Il Gran Consiglio ha respinto la richiesta di Matteo Pronzini. Non sono mancate le frecciatine in aula
BELLINZONA - All’istituzione di una Commissione parlamentare d’inchiesta sul caso delle residenze fittizie in Ticino dei manager del gruppo Kering il Gran Consiglio ha detto “no”. Con 57 voti favorevoli e 25 contrari il Parlamento ha approvato le conclusioni del rapporto di maggioranza che chiedeva di respingere la richiesta.
Richiesta presentata da Matteo Pronzini, dopo che lo stesso deputato aveva inoltrato segnalazione al procuratore generale Andrea Pagani. Il gruppo Kering era finito al centro di un’inchiesta per aver evaso 1.4 miliardi di euro di imposte attraverso la Luxury Goods, non dichiarando ricavi per 14,5 miliardi. Al centro della vicenda spiccava la figura di Patrizio di Marco, ex amministratore delegato di Gucci - una delle controllate del gruppo - che in Ticino godeva di un forfait fiscale, avendo disposto di una residenza fittizia a Paradiso dal 2010 al 2014, quando in realtà risiedeva a Milano. Matteo Pronzini ha presentato decine di atti parlamentari negli anni. «Come è potuto sfuggire il fatto che una ventina di manager della Kering avessero false residenze?», chiedeva il deputato MPS, ricordando che «per Kering la presenza sul nostro territorio serviva unicamente quale tassello per miliardarie frodi fiscali. Nulla di più». E tra le altre cose sollevava più di qualche dubbio sull’operato delle autorità cantonali e sulla possibilità che invece di svolgere gli accertamenti necessari qualcuno abbia «volontariamente chiuso un occhio», o «magari anche due».

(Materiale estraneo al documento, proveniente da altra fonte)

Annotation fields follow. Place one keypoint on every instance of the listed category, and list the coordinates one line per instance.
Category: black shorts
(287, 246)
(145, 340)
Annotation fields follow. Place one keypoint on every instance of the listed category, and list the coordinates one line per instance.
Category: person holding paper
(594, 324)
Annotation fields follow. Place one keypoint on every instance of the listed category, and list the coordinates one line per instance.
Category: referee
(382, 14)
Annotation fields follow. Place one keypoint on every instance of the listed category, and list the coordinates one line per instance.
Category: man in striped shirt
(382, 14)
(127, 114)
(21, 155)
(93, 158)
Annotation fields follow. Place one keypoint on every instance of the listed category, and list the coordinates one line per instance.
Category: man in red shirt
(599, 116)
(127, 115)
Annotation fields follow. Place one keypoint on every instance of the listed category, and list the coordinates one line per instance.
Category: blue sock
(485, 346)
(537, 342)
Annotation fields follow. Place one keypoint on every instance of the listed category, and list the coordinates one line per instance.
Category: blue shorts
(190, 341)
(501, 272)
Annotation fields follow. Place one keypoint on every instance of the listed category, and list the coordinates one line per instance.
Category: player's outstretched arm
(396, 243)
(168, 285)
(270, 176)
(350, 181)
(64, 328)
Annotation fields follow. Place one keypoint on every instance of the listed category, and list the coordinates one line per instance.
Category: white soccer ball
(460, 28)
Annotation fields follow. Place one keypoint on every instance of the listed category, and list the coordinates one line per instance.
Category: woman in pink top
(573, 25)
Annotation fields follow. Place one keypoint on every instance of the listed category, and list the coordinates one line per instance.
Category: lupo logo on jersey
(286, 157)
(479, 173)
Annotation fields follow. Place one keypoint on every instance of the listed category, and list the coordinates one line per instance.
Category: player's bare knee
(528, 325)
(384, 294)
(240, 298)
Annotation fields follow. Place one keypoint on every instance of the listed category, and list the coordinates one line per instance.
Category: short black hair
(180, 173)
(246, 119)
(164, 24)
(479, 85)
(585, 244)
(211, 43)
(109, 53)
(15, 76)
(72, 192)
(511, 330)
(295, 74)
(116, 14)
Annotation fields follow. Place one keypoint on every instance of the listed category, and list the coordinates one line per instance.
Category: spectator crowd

In aula oggi Pronzini ha sottolineato come «le uniche notizie che disponiamo arrivano dai media». Ma Michele Guerra, a nome della Sottocommissione delle finanze, ha spiegato chiaramente che «la portata istituzionale degli eventi non è data». E ha precisato: «Non vi sono elementi per dubitare dell’agire dello Stato e delle nostre autorità. Viene a mancare la condizione di grande portata istituzionale, la cui presenza doveva essere dimostrata dalla Sottocommissione per poter aprire una commissione parlamentare d’inchiesta. Elementi per aprirla veramente veramente veramente non ne vediamo».
In aula solo la sinistra ha tentato di rivendicare la necessità di istituire una Commissione parlamentare d’inchiesta sull’azienda che in maggio ha abbandonato il Ticino lasciandosi dietro 400 posti di lavoro. Ma si è vista rispondere che «non sussistono i presupposti per parlare di un inganno alle autorità».
Prima del voto, solo una stoccata di Michele Foletti: «Danni allo Stato non ce ne sono stati. Illazioni all’operato del Consiglio di Stato ce ne sono state fin troppe».